By Sean Smith
Baltimore Watchdog Staff Writer
Sitting in his West Baltimore home, high school senior Nicholas Wilkins pieces together a variety of computer components he ordered from Amazon and Newegg. But the Digital Harbor High School student isn’t just tinkering with the components – he is actually building a computer from scratch.
The 18-year-old standout now works as a programming intern for the Baltimore-based gaming company Sparkypants while he finishes his final year of high school. He works directly with the company’s user interface team, developing several important aspects to the company’s video games.
He got the position through the Prodigy Program being offered by Code in the Schools, a local non-profit organization dedicated to giving youth of all ages in the city an opportunity to learn various types of computer programming skills.

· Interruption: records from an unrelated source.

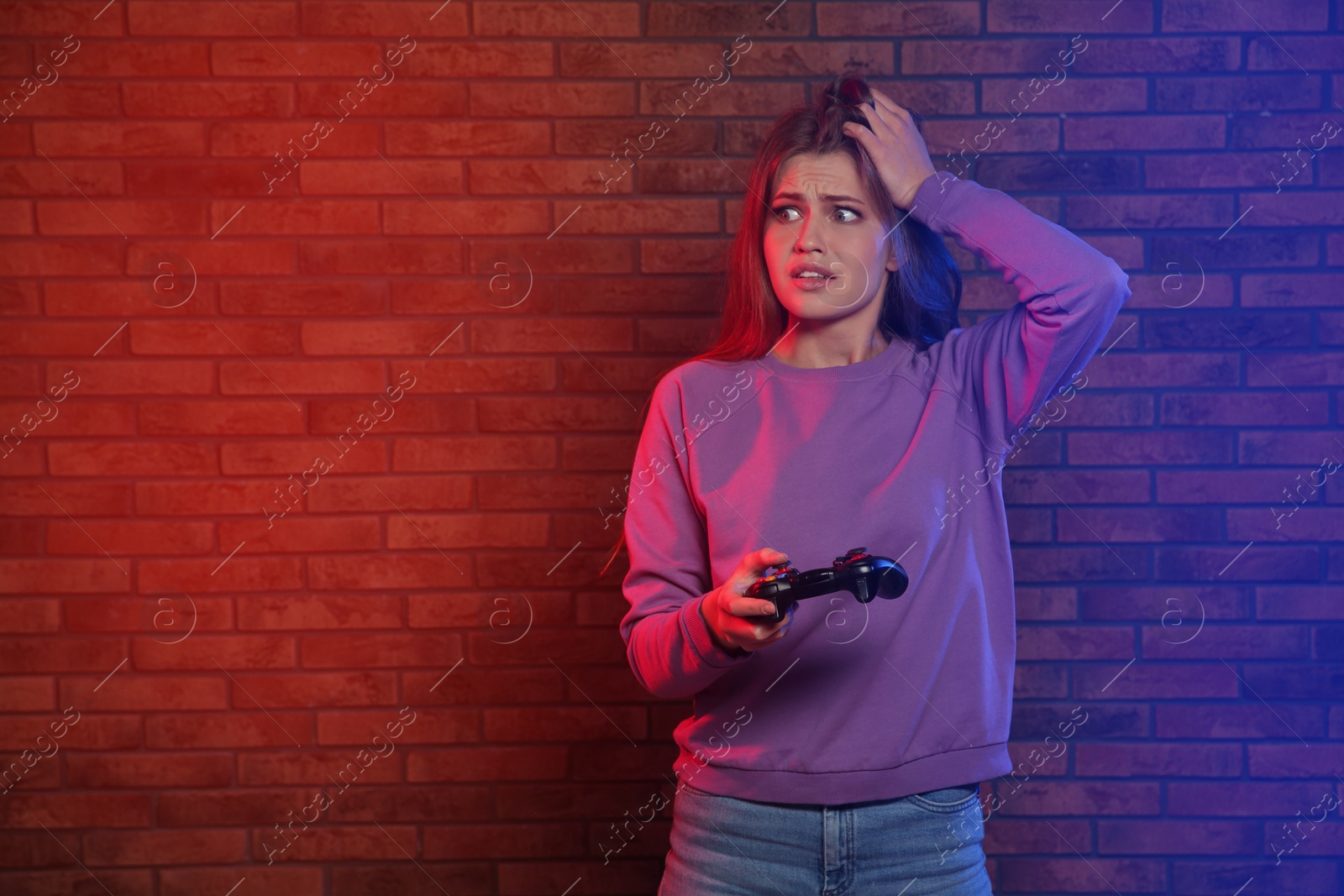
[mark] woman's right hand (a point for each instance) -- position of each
(726, 609)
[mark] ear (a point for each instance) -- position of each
(891, 255)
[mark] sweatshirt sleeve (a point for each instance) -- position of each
(1068, 297)
(667, 638)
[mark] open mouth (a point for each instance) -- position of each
(812, 280)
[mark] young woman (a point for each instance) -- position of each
(840, 750)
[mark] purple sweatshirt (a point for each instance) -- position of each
(900, 454)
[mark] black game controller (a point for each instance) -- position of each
(858, 573)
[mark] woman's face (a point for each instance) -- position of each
(822, 217)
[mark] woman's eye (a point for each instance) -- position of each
(840, 210)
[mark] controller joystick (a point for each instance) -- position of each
(859, 573)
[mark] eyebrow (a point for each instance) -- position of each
(828, 197)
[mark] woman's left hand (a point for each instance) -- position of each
(895, 148)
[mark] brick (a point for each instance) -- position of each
(396, 493)
(1030, 16)
(396, 257)
(494, 763)
(134, 537)
(145, 694)
(1225, 641)
(315, 689)
(429, 726)
(188, 882)
(449, 376)
(369, 179)
(206, 100)
(312, 378)
(1180, 837)
(232, 731)
(1155, 680)
(461, 531)
(557, 100)
(376, 651)
(1249, 721)
(504, 841)
(215, 652)
(1320, 681)
(1074, 642)
(1229, 799)
(324, 611)
(729, 19)
(468, 217)
(76, 810)
(1200, 15)
(27, 694)
(221, 418)
(131, 458)
(497, 685)
(1079, 799)
(1117, 134)
(375, 573)
(97, 732)
(1290, 761)
(344, 842)
(168, 617)
(62, 577)
(363, 338)
(260, 808)
(1158, 761)
(1139, 526)
(1082, 875)
(568, 723)
(409, 416)
(1173, 607)
(138, 378)
(150, 772)
(30, 616)
(559, 20)
(1305, 602)
(300, 459)
(1209, 878)
(213, 497)
(1149, 448)
(237, 574)
(299, 535)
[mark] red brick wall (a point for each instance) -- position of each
(203, 624)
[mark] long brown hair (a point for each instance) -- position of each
(922, 295)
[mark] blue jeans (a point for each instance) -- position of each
(909, 846)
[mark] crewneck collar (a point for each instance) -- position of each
(878, 365)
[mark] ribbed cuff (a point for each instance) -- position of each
(696, 631)
(932, 195)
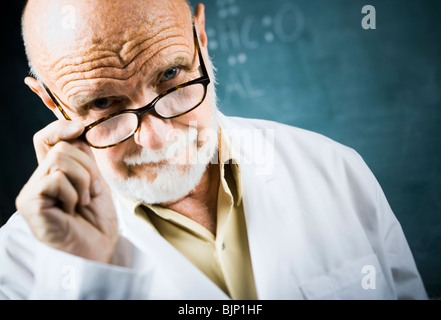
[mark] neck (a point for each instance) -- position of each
(200, 205)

Wilkins, who currently plans to attend Towson University in the fall, decided to take a shot and see if he could get into the program after being handed a flier by his AP programmer teacher at Digital Harbor, a magnet school is Baltimore’s Federal Hill neighborhood.
“Things have gone really, really well this year,” said Gabriel Denis, the organization’s program coordinator. “That’s owing a lot to the fact that these students are mind bogglingly good.”

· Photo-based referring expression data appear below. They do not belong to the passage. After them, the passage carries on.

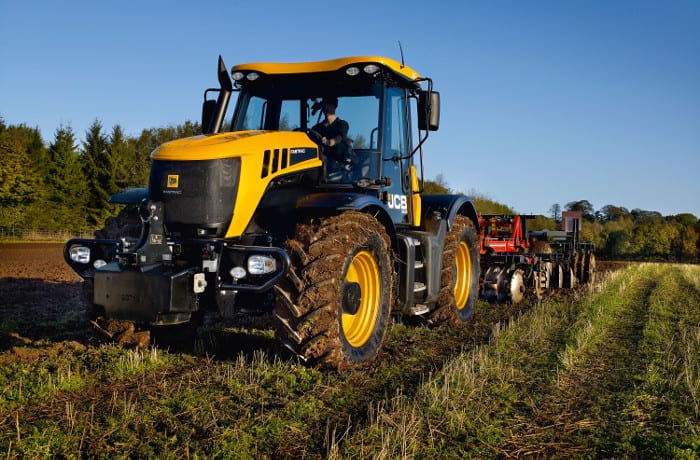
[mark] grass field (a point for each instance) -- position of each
(608, 372)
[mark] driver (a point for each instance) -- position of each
(333, 131)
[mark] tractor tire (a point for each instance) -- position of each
(126, 224)
(333, 308)
(459, 282)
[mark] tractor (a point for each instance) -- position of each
(258, 215)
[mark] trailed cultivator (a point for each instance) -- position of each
(516, 263)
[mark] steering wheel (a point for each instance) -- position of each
(314, 135)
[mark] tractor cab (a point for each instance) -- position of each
(373, 97)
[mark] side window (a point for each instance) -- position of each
(255, 114)
(396, 130)
(290, 115)
(361, 113)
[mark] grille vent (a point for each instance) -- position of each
(273, 161)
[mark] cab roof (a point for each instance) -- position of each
(397, 69)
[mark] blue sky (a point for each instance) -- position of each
(543, 102)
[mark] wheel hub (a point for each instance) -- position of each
(352, 296)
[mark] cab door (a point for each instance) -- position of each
(401, 197)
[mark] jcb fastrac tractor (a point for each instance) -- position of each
(258, 214)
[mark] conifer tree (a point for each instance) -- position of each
(98, 168)
(66, 181)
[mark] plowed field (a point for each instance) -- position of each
(607, 371)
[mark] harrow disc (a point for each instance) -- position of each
(511, 287)
(588, 268)
(557, 278)
(491, 280)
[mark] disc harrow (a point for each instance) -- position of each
(517, 264)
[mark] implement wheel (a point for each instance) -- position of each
(333, 309)
(459, 283)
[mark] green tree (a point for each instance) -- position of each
(438, 186)
(20, 184)
(98, 168)
(66, 181)
(583, 206)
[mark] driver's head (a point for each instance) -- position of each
(329, 104)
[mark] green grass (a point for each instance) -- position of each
(611, 371)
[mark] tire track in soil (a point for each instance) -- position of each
(585, 412)
(405, 361)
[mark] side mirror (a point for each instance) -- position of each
(208, 112)
(429, 110)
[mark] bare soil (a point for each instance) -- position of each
(40, 296)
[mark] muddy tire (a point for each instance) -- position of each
(459, 283)
(333, 309)
(126, 224)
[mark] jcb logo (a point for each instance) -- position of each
(398, 202)
(173, 181)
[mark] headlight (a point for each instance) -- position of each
(99, 263)
(237, 273)
(261, 265)
(80, 254)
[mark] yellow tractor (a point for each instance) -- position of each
(269, 211)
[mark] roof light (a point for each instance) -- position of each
(238, 273)
(261, 265)
(80, 254)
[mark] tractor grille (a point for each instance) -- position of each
(198, 196)
(273, 161)
(278, 160)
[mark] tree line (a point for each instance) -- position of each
(618, 233)
(66, 186)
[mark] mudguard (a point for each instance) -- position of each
(329, 203)
(449, 206)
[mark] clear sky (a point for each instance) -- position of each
(543, 102)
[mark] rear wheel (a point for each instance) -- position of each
(334, 307)
(459, 284)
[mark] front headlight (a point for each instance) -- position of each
(261, 265)
(80, 254)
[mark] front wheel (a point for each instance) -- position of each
(333, 309)
(459, 284)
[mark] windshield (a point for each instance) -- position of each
(277, 111)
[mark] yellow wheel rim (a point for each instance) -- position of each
(358, 327)
(462, 275)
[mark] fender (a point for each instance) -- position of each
(449, 206)
(326, 204)
(130, 196)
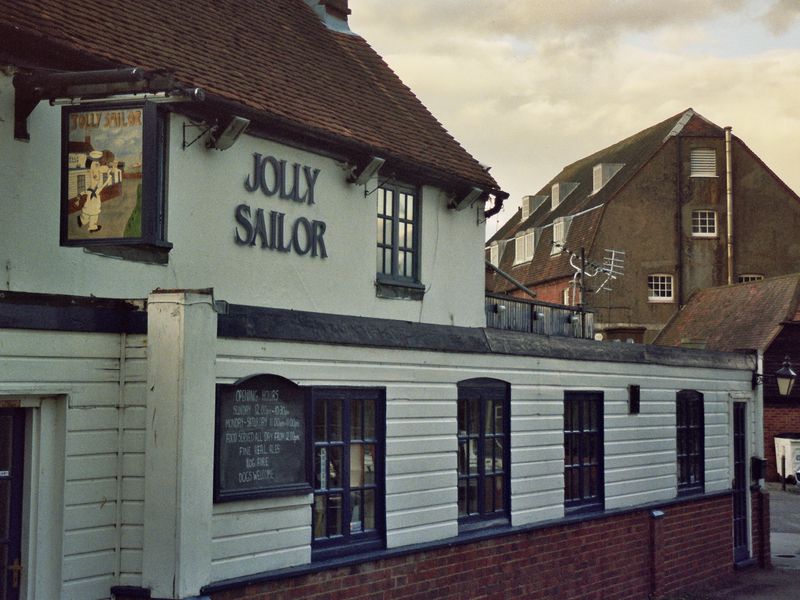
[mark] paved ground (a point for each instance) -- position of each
(782, 582)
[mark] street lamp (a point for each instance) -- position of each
(784, 377)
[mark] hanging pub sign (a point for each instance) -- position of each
(262, 425)
(112, 175)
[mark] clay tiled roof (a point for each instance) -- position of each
(585, 207)
(737, 317)
(275, 58)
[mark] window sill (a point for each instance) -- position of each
(394, 289)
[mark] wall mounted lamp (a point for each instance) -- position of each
(784, 378)
(225, 134)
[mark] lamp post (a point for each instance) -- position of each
(784, 378)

The Prodigy Program, which will start its second year this summer, is tailored specifically for rising seniors.
The students are put through an intensive boot camp over the summer where they are taught basic programming concepts. The camp took place at Betamore, a non-profit in Baltimore dedicated to educating and developing entrepreneurs and preparing them to work with the 21st century economy.
After the boot camp the kids are placed with other Baltimore programming companies like Sparkypants for their internships. Currently, only four companies are offering the internship positions, but the number is expected to grow as the program does.
Wilkins’ prior knowledge and ability awed Denis and other instructors. Along with the custom computer he built, Wilkins was also able to build a fully functional website from the ground up.
Having experienced a wildly successful first year, the staff at Code in the Schools is looking towards program expansion in the future.
This year’s Prodigy class holds only four students who stood out to the teachers at their high schools. The program staff looked for kids who many perceived as having high achievement potential and a lot of talent.
Moving forward, however, the program wants to eventually develop students who are not necessarily high achievers. This way, Denis said more kids will have an opportunity to learn skills that are not a part of normal public school curriculum.
Code in the Schools has partnered with the Baltimore City government to give more kids like Wilkins an opportunity to enter the program.
Next year’s applicants will be able to apply through the city government’s Office of Youth Works, which helps kids ages 14 to 21 find work and possible careers in fields that match their interests and aspirations. The Prodigy Program would be open to those who are at least 17.
While the new students are flooding in looking for new internships, Wilkins hopes to retain his job. He said he chose Towson so he could continue working with Sparkypants while earning his degree.
Working with the gaming company has been fun for Wilkins, but his goals reach further than the video gaming world. He hopes to help companies like Google develop software that improves society, such as the driverless car project that is currently under development at the company.
While not exactly certain what direction he will go in, one thing remains certain.“I just want to be a programmer,” Wilkins said.